Dementia is one of the leading public health concerns as the world’s population ages. Although Alzheimer’s disease (AD) is the most common dementia diagnosis among older patients, some patients have additional behavioral symptoms. It is therefore important to provide an exact diagnosis, both to provide the best possible treatment for patients and to facilitate better understanding.

Purpose

To investigate whether magnetic resonance imaging (MRI) with fractional anisotropy (FA) can accurately find patients with behavioral symptoms within a group of AD patients.

Material and Methods

Forty-five patients from the geriatric outpatient clinic were recruited consecutively to form a group of patients with AD and behavioral symptoms (AD + BS) and a control group of 50 patients with established AD. All patients had a full assessment for dementia to establish the diagnosis according to ICD-10. MRI included 3D anatomical recordings for morphometric measurements, DTI for fiber tracking, and quantitative assessment of regional white matter integrity. The DTI analyses included computing of the diffusion tensor and its derived FA index.

Results

We found a significant difference in FA values between the patient groups’ frontal lobes. The FA was greater in the study group in both left (0.39 vs 0.09, p < 0.05) and right (0.40 vs 0.16, p < 0.05) frontal lobes.

Conclusion

MRI with FA will find damage in frontal tracts and may be used as a diagnostic tool and be considered a robust tool for the recognizing different types of dementia in the future.

Keywords

Dementia Alzheimer’s disease with and without behavioral changes MRI and measuring fractional anisotropy

Introduction

Dementia is one of the leading public health concerns as the world’s population ages. The number of diagnosed patients varies throughout the world, possibly due to methodological differences such as the different criteria used for diagnosing dementia, different ways of data collection, sampling methods, and the different age structures of each population.^1,2 More precise diagnostics and ongoing work are needed.³ It is important to achieve an exact diagnosis, to provide the best possible treatment for patients and facilitate understanding.
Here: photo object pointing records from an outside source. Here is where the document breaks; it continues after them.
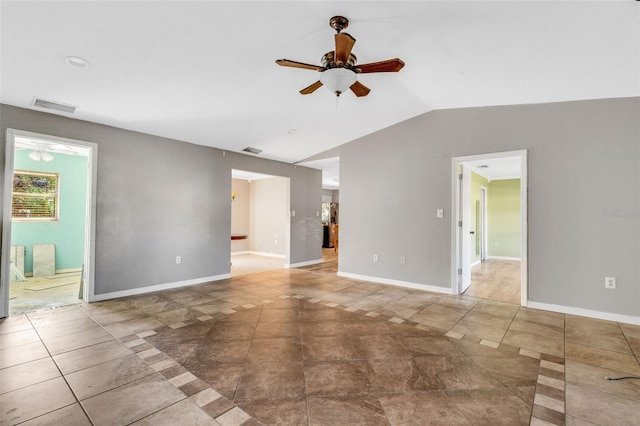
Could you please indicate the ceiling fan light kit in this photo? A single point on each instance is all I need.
(338, 80)
(339, 71)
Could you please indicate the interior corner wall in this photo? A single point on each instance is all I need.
(477, 182)
(504, 219)
(159, 198)
(583, 197)
(240, 208)
(268, 215)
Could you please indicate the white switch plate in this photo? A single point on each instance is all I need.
(609, 282)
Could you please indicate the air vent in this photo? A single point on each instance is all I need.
(250, 150)
(56, 106)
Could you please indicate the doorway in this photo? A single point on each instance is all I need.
(48, 231)
(489, 255)
(260, 222)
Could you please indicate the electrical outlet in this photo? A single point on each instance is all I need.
(609, 282)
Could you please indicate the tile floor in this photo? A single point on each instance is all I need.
(303, 346)
(44, 292)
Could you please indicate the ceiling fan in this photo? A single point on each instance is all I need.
(339, 70)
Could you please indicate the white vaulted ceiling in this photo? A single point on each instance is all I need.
(204, 71)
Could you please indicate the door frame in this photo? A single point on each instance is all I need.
(483, 223)
(461, 213)
(90, 218)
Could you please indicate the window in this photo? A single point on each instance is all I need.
(35, 196)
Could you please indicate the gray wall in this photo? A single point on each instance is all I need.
(584, 197)
(240, 210)
(158, 198)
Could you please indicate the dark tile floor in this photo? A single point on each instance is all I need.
(304, 346)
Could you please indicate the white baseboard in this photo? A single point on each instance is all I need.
(68, 270)
(259, 253)
(158, 287)
(627, 319)
(397, 283)
(505, 258)
(307, 263)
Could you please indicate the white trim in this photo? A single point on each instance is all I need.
(90, 219)
(397, 283)
(299, 264)
(455, 208)
(608, 316)
(259, 253)
(68, 270)
(159, 287)
(519, 259)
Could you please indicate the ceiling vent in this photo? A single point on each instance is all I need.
(254, 151)
(56, 106)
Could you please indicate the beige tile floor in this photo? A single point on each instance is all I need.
(303, 346)
(44, 292)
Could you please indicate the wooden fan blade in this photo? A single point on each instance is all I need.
(344, 44)
(390, 65)
(312, 88)
(294, 64)
(359, 89)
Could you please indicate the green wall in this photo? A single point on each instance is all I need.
(503, 218)
(68, 232)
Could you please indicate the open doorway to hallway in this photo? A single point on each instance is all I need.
(491, 231)
(260, 222)
(47, 242)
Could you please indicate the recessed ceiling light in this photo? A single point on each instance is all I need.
(254, 151)
(76, 62)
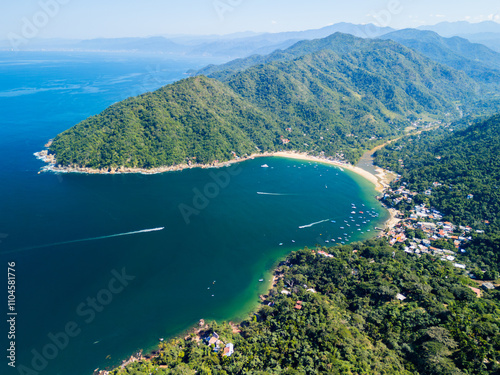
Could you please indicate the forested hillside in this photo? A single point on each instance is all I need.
(476, 60)
(367, 310)
(457, 170)
(343, 97)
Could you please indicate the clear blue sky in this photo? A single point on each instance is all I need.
(117, 18)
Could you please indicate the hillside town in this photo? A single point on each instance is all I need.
(421, 227)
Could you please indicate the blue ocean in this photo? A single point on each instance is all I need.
(105, 265)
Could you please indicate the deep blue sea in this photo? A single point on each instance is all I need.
(106, 265)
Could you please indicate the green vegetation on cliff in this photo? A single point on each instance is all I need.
(460, 172)
(339, 96)
(354, 323)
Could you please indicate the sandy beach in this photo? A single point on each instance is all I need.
(381, 180)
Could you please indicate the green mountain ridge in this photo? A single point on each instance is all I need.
(466, 162)
(338, 96)
(478, 61)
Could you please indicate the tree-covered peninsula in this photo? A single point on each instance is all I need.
(336, 96)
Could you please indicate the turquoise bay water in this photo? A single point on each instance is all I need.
(223, 229)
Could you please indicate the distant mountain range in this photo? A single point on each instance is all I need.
(228, 46)
(336, 95)
(487, 32)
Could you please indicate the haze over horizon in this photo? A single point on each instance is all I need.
(71, 19)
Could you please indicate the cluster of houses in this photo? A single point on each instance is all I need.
(429, 222)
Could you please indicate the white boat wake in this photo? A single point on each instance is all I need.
(261, 193)
(312, 224)
(87, 239)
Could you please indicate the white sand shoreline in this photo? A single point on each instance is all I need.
(376, 180)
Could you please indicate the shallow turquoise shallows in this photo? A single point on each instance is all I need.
(108, 264)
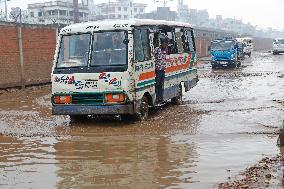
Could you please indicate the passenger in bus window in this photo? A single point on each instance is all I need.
(160, 65)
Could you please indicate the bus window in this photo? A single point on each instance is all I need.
(146, 44)
(138, 47)
(74, 50)
(109, 48)
(179, 43)
(171, 45)
(142, 49)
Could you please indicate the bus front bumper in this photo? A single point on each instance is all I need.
(92, 109)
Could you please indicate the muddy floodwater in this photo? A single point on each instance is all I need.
(227, 123)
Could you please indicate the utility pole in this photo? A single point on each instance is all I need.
(76, 11)
(6, 11)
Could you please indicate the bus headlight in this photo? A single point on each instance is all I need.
(62, 99)
(115, 98)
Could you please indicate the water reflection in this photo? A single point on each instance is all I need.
(122, 162)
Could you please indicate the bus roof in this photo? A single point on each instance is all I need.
(118, 25)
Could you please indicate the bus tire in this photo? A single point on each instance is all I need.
(143, 112)
(239, 64)
(77, 118)
(178, 99)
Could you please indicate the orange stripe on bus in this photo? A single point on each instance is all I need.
(179, 67)
(147, 75)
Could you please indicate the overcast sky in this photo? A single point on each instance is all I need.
(263, 13)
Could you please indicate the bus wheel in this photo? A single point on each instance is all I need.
(143, 113)
(178, 99)
(77, 118)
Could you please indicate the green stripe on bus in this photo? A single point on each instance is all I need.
(146, 83)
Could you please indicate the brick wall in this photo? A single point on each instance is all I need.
(38, 50)
(9, 57)
(38, 47)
In addition to clinical tests, diagnostic methods such as imaging and genetics are used.^4,5 The imaging procedures in question are magnetic resonance imaging (MRI) with volumetry of the hippocampus,^6,7 perfusion, and MR spectroscopy,⁸ as well as diffusion tensor imaging (DTI),⁴ and nuclear medicine with PET and SPECT.⁹ MR volumetry of the hippocampus is most widely used.^6,7 The use of MRI with DTI, with or without fiber tracking is relatively new,⁴ but it has become widely used in brain research. Several investigators have shown that damage to white matter (WM) in AD is not apparent with conventional imaging. In addition, white matter lesions in Alzheimer’s disease (AD) can be detected with DTI even before the gray matter injury becomes apparent, which assists in diagnosis and disease monitoring.¹⁰ The specific regions of alterations in diffusion and anisotropic diffusion vary from one study to another. Some authors report anterior differences and others posterior or temporal changes.^11,12 In patients with AD, decreased fractional anisotropy (FA) values have been reported in the WM of the temporal^11,12 and parietal¹³ lobes, hippocampus,¹³ superior longitudinal fascicles,^13,14 cingulate gyrus, and corpus callosum.¹² These conflicting results may be due to variation in the selection of patient populations.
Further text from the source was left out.